Analyzing Speech

Getting Started with the Media Analyze Speech API

❗️

Beta API

This API is being made available as an early preview. If you have feedback on how you'd like to use the API please reach out to share your feedback with our team.

https://dolby.io/contact

The Dolby.io Analyze Speech API is designed to give insight into the speech portions of your media. The output includes information like the number of talkers and details about each talker.

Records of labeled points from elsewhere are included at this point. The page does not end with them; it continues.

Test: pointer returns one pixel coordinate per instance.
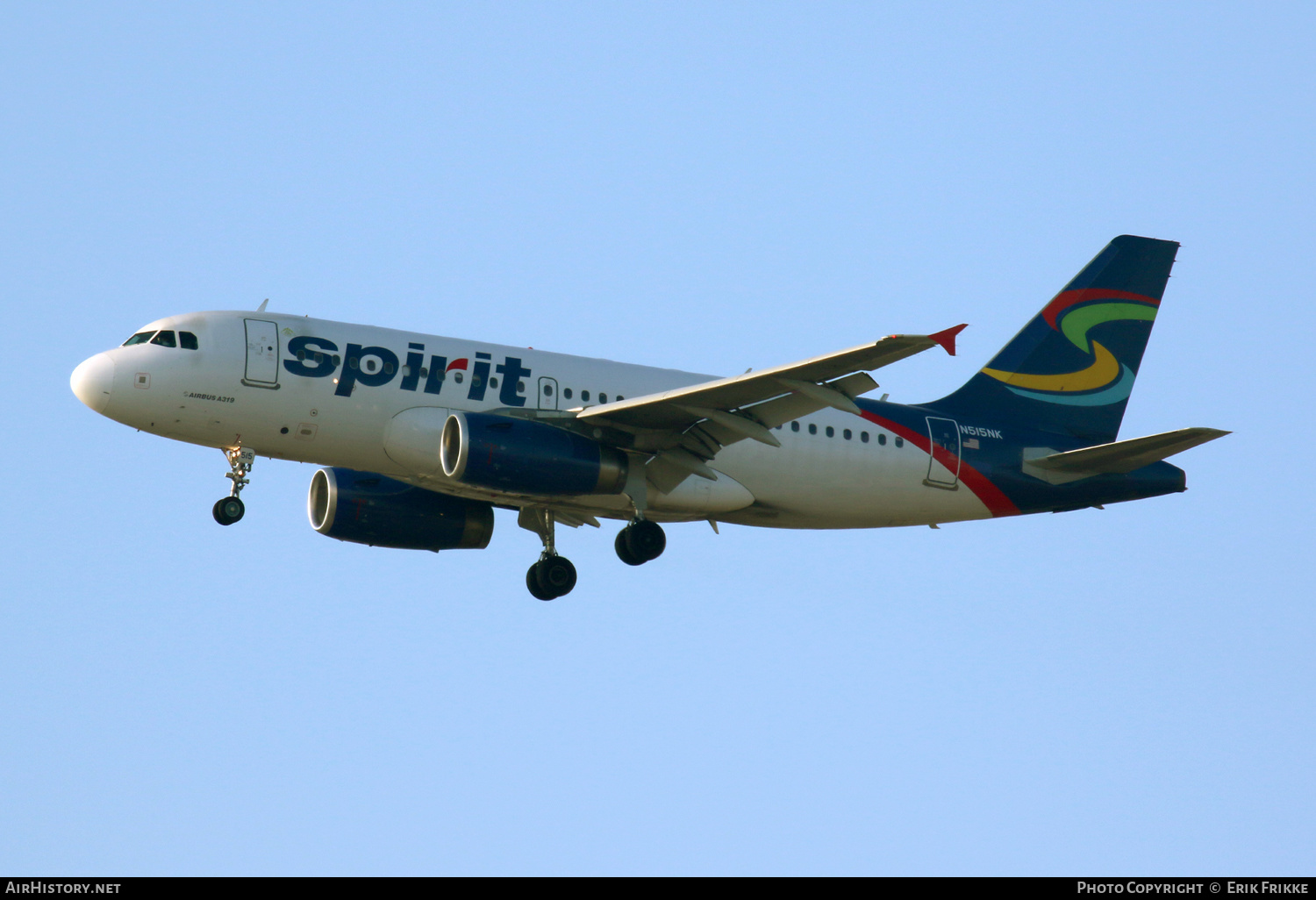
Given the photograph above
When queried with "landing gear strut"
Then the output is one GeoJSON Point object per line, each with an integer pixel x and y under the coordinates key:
{"type": "Point", "coordinates": [640, 542]}
{"type": "Point", "coordinates": [553, 575]}
{"type": "Point", "coordinates": [231, 508]}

You can build applications that analyze speech in a range of content such as podcasts, online learning, healthcare conferencing, or video sharing. You'll be able to analyze the talker's behavior and get useful insights to create more engaging content.

Getting started

To get started you'll follow these steps.

  1. Get your API token
  2. Prepare your media
  3. Make an Analyze Speech API request
  4. Check the results

1. Get your API token

To use the Analyze Speech API, you need an API token. To learn more about how to get an API token, see API Authentication.

2. Prepare your media

Make your media available for analysis:

a. Use your own cloud storage provider.
b. Use our Dolby Media Input API.

a. Use your own cloud storage provider

You will want to consider this option when you move your applications into production. Our services are able to work with many popular cloud storage services such as AWS S3, Azure Blob Storage, GCP Cloud Storage, or your own services with HTTP(s) and basic authentication.

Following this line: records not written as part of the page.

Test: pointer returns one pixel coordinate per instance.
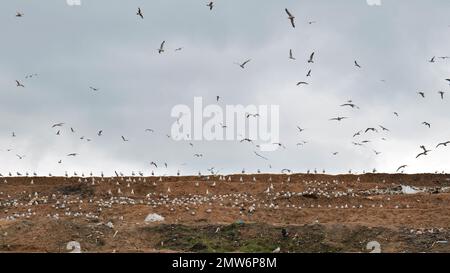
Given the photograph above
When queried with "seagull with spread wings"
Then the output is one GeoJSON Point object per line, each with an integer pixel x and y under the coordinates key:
{"type": "Point", "coordinates": [291, 55]}
{"type": "Point", "coordinates": [19, 84]}
{"type": "Point", "coordinates": [443, 144]}
{"type": "Point", "coordinates": [311, 58]}
{"type": "Point", "coordinates": [139, 13]}
{"type": "Point", "coordinates": [290, 17]}
{"type": "Point", "coordinates": [161, 47]}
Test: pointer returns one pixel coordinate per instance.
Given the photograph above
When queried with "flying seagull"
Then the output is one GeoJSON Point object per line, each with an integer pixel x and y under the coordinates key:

Please see the Media Input and Output guide for more details on the various options.

b. Use our Dolby Media Input API (optional)

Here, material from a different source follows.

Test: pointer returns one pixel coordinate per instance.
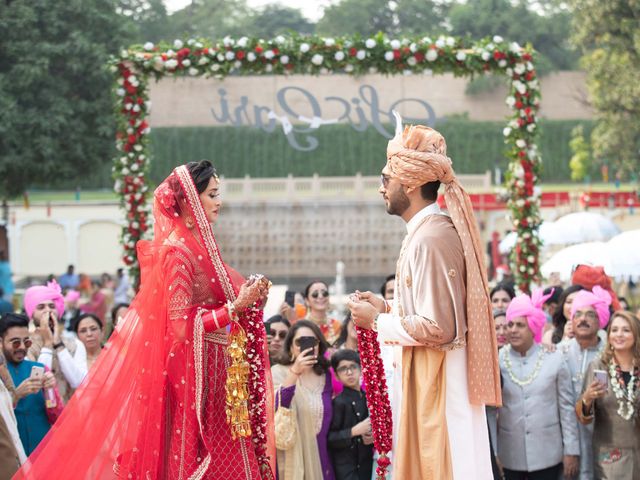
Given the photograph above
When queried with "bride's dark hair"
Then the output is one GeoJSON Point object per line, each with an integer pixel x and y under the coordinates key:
{"type": "Point", "coordinates": [201, 172]}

The Media Input API was designed to give you a quick way to upload media while evaluating Dolby.io Media API services. We can securely store your media temporarily, any media you upload will be removed regularly so shouldn't be used for permanent storage.

Call Start Media Input to identify a shortcut url. It must begin with dlb:// but otherwise is your own personal unique identifier. Some valid examples:

  • dlb://example.mp4
  • dlb://input/your-favorite-podcast.mp4
  • dlb://usr/home/me/voice-memo.wav

You can think of this like an object key that is used to identify a file for your account. Once you call POST /media/input you'll be returned a new url in the response. This is a pre-signed URL to a cloud storage location you will use to upload the file. You do that by making a PUT request with your media.

import os
import requests

# Set or replace these values

file_path = os.environ["INPUT_MEDIA_LOCAL_PATH"]

# Declare your dlb:// location

url = "https://api.dolby.com/media/input"
headers = {
    "Authorization": "Bearer {0}".format(api_token),
    "Content-Type": "application/json",
    "Accept": "application/json"
}

body = {
    "url": "dlb://in/example.mp4",
}

response = requests.post(url, json=body, headers=headers)
response.raise_for_status()
data = response.json()
presigned_url = data["url"]

# Upload your media to the pre-signed url response

print("Uploading {0} to {1}".format(file_path, presigned_url))
with open(file_path, "rb") as input_file:
  requests.put(presigned_url, data=input_file)
const fs = require("fs")
const axios = require("axios").default

// Set or replace these values

const file_path = process.env.INPUT_MEDIA_LOCAL_PATH

// Declare your dlb:// location

const config = {
  method: "post",
  url: "https://api.dolby.com/media/input",
  headers: {
    "Authorization": `Bearer ${api_token}`,
    "Content-Type": "application/json",
    "Accept": "application/json"
  },
  data: {
    url: "dlb://in/example.mp4",
  },
}

axios(config)
  .then(function(response) {
    // Upload your media to the pre-signed url response

    const upload_config = {
      method: "put",
      url: response.data.url,
      data: fs.createReadStream(file_path),
      headers: {
        "Content-Type": "application/octet-stream",
        "Content-Length": fs.statSync(file_path).size,
      },
    }
    axios(upload_config)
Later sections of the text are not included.